Cool, 2.0ish ways to document a trip along the Oregon Trail? I'll have a camera, a handheld GPS, a laptop, and an 8-year-old.
In June my son and I will be taking a two week trip along the length of the Oregon Trail from Missouri to Oregon. I am a historian of the American West and I have been wanting to do this for years. I have also been playing around with digital history and I want to make the trip into an experiment in using digital technology and web applications to tell a story. I will have a laptop, various cameras, and a handheld GPS unit. I could also buy additional toys as needed. We will mix hotels with camping and I will probably not have internet access every day.
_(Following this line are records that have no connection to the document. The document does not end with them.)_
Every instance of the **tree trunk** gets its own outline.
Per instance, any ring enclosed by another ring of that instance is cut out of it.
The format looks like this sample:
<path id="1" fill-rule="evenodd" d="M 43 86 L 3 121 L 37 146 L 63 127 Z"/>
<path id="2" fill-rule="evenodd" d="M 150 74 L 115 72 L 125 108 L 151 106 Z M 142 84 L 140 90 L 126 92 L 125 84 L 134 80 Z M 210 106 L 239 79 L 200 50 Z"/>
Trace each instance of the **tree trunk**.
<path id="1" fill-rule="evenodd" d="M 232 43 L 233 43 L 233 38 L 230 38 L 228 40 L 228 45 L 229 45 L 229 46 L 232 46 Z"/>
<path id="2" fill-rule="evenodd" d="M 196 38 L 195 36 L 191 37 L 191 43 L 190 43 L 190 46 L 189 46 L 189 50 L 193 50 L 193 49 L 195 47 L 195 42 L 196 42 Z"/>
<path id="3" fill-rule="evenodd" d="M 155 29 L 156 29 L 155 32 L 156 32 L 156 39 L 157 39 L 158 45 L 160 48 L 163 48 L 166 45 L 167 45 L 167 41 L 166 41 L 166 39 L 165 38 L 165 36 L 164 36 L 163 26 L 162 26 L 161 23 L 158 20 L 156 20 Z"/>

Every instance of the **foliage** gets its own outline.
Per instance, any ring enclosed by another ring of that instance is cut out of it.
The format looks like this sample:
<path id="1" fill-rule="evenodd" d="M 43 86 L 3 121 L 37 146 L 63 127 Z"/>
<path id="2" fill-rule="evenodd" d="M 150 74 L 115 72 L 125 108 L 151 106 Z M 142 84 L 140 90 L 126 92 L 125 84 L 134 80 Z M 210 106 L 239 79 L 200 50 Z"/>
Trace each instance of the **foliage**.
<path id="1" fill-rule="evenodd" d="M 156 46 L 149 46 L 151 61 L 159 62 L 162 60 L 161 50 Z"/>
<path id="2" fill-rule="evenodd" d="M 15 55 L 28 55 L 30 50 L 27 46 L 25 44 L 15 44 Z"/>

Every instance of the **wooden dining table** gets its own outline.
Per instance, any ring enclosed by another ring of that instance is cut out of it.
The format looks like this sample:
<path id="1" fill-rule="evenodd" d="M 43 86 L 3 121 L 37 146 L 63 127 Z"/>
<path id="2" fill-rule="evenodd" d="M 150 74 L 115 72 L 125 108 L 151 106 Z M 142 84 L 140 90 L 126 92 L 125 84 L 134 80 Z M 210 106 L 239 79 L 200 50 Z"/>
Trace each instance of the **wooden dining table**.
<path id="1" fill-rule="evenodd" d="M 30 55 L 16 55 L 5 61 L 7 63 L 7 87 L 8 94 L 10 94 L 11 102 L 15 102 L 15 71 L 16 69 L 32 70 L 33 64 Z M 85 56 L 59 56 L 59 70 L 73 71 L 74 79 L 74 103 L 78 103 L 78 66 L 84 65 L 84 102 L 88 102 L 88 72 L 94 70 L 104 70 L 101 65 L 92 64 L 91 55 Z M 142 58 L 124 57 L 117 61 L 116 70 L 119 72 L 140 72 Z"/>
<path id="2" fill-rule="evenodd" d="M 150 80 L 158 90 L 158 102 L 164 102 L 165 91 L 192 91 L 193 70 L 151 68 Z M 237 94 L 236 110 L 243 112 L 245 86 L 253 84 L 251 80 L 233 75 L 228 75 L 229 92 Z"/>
At a minimum I want to put selected photos, writing, and perhaps video online. It would be nice if this was in some sort of sequential format, maybe laid out on a map of the trail. And yet I don’t want to spend a ton of time processing this—I am hoping for something that I can do quickly, spending no more than an hour a night to document the days adventures. I have a Blogger blog devoted to Northwest History and technology, My preference is to use that, or at least build from it.
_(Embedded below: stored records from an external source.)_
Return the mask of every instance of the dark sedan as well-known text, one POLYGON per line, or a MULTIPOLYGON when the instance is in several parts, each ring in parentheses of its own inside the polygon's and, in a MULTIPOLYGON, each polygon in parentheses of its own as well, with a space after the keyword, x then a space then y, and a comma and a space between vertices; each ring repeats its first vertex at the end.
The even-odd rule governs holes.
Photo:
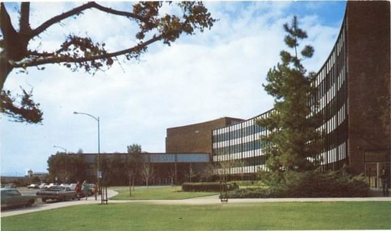
POLYGON ((62 201, 68 199, 74 200, 76 197, 74 190, 69 187, 61 185, 52 186, 49 188, 39 191, 37 195, 42 197, 43 202, 49 199, 62 201))
POLYGON ((22 196, 15 188, 1 189, 1 209, 12 207, 29 207, 35 201, 35 196, 22 196))

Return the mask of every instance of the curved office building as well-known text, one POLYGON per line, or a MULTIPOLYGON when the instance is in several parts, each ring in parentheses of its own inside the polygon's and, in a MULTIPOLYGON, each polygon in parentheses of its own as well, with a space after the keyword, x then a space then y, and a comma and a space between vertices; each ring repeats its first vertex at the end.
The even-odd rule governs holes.
MULTIPOLYGON (((390 20, 389 2, 347 2, 338 38, 313 83, 320 105, 313 113, 324 118, 319 129, 326 133, 320 153, 325 169, 346 163, 357 173, 390 171, 390 20), (388 121, 381 124, 377 120, 385 112, 388 121), (373 162, 377 164, 371 169, 373 162)), ((241 160, 233 173, 264 169, 267 144, 260 137, 268 131, 256 121, 270 111, 213 130, 213 161, 241 160)))
MULTIPOLYGON (((324 116, 326 133, 319 155, 324 169, 344 164, 379 185, 380 172, 390 169, 390 3, 348 1, 338 38, 313 83, 324 116)), ((316 47, 315 47, 316 48, 316 47)), ((273 109, 244 120, 222 117, 168 128, 166 151, 210 154, 214 162, 240 161, 230 174, 254 175, 265 169, 260 136, 268 131, 256 124, 273 109)))

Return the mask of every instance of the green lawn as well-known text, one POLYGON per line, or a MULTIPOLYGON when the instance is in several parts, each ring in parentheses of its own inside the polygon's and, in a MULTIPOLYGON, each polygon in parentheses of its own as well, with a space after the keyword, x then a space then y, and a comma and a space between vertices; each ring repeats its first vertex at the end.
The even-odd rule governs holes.
POLYGON ((389 202, 75 206, 1 218, 1 230, 129 231, 391 229, 389 202))
POLYGON ((118 192, 119 194, 112 197, 113 200, 177 200, 193 198, 205 196, 217 195, 216 192, 182 192, 180 186, 173 187, 139 187, 129 196, 129 186, 110 187, 109 189, 118 192))

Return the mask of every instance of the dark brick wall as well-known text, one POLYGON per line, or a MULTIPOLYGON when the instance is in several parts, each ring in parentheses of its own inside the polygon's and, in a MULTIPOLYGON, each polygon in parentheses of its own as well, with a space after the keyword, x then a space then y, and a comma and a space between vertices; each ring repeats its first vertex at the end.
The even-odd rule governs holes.
POLYGON ((390 155, 390 2, 348 1, 347 23, 349 165, 360 173, 366 151, 390 155))
POLYGON ((211 154, 212 130, 232 124, 241 119, 224 117, 203 123, 168 128, 166 152, 211 154))

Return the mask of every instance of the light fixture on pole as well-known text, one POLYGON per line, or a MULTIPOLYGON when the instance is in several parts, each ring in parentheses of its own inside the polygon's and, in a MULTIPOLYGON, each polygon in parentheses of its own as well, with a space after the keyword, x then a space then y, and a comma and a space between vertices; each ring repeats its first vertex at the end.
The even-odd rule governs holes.
POLYGON ((66 148, 64 148, 63 147, 60 147, 59 146, 56 146, 56 145, 53 145, 53 147, 57 148, 60 148, 60 149, 63 149, 63 150, 65 151, 65 153, 66 153, 66 152, 67 152, 66 149, 66 148))
POLYGON ((100 121, 99 121, 99 116, 95 117, 92 115, 88 114, 87 113, 84 113, 82 112, 73 112, 74 114, 79 114, 79 115, 84 115, 86 116, 88 116, 89 117, 93 118, 95 120, 98 122, 98 171, 96 173, 96 176, 98 178, 98 185, 99 187, 99 191, 101 192, 101 201, 103 200, 102 198, 102 193, 103 192, 101 191, 102 189, 102 185, 101 184, 101 179, 102 178, 102 171, 101 170, 101 142, 100 142, 100 121))

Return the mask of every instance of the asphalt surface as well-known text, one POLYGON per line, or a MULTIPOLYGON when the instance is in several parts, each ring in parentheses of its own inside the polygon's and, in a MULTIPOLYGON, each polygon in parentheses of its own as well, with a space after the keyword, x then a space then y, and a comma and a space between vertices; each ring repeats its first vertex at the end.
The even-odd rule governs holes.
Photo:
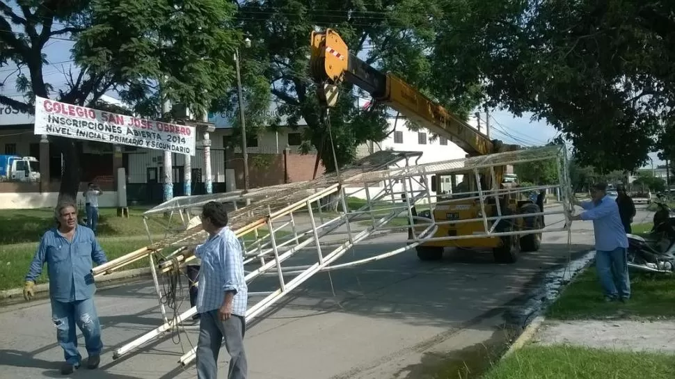
MULTIPOLYGON (((635 223, 650 222, 651 217, 640 210, 635 223)), ((547 216, 547 225, 562 226, 561 220, 547 216)), ((249 377, 424 378, 454 352, 490 341, 502 328, 503 313, 524 300, 538 277, 564 265, 571 255, 592 249, 590 223, 575 222, 572 229, 571 245, 566 232, 547 233, 539 252, 523 253, 511 265, 493 263, 489 252, 449 250, 440 262, 421 262, 406 252, 333 272, 330 278, 318 274, 250 325, 245 339, 249 377)), ((368 241, 341 261, 399 248, 404 239, 398 233, 368 241)), ((254 282, 251 291, 269 280, 254 282)), ((80 369, 72 377, 196 378, 193 365, 182 369, 177 364, 196 342, 193 331, 167 334, 112 360, 117 347, 161 323, 150 282, 100 290, 96 304, 106 345, 101 367, 95 373, 80 369)), ((0 379, 62 377, 58 370, 63 353, 50 313, 47 300, 0 309, 0 379)), ((228 358, 223 348, 219 378, 227 377, 228 358)))

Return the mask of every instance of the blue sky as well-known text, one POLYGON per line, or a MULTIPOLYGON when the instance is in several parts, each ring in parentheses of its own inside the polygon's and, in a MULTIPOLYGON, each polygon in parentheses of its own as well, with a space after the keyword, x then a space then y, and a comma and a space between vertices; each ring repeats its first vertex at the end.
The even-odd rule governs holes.
MULTIPOLYGON (((70 58, 70 49, 72 42, 62 40, 51 40, 47 42, 45 49, 47 61, 49 63, 44 68, 45 81, 51 83, 55 90, 65 87, 67 81, 64 73, 68 74, 68 70, 72 65, 70 58)), ((14 88, 14 83, 17 73, 16 67, 8 65, 0 67, 0 83, 6 83, 0 87, 0 94, 6 96, 21 97, 14 88)), ((74 72, 77 72, 73 67, 74 72)), ((113 93, 108 93, 113 97, 113 93)), ((507 143, 514 143, 521 145, 537 145, 546 143, 551 138, 557 135, 553 127, 543 121, 530 120, 530 114, 525 114, 522 118, 516 118, 513 114, 505 111, 494 111, 491 113, 491 137, 502 140, 507 143)), ((484 121, 485 113, 481 114, 481 118, 484 121)), ((650 154, 653 159, 654 164, 662 164, 658 160, 656 153, 650 154)), ((648 163, 649 165, 649 163, 648 163)))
What are my options? In addition to blogging I have played around a little with putting
photos in my Picassa Albums into Google Maps and that is fun and fairly easy. I bought a program named Robogeo that is supposed to automatically geotag my photos (you sync the clocks on your camera and GPS unit and feed the data into the program) but can’t get it to work, perhaps because it doesn’t seem to play nice with Magellan products. Right now my plan is to put my best photos into a Picassa Web album, map them, and write a blog entry each day. But I am open to suggestions.
(And I promise to either link whatever I do back here or post it in Projects.)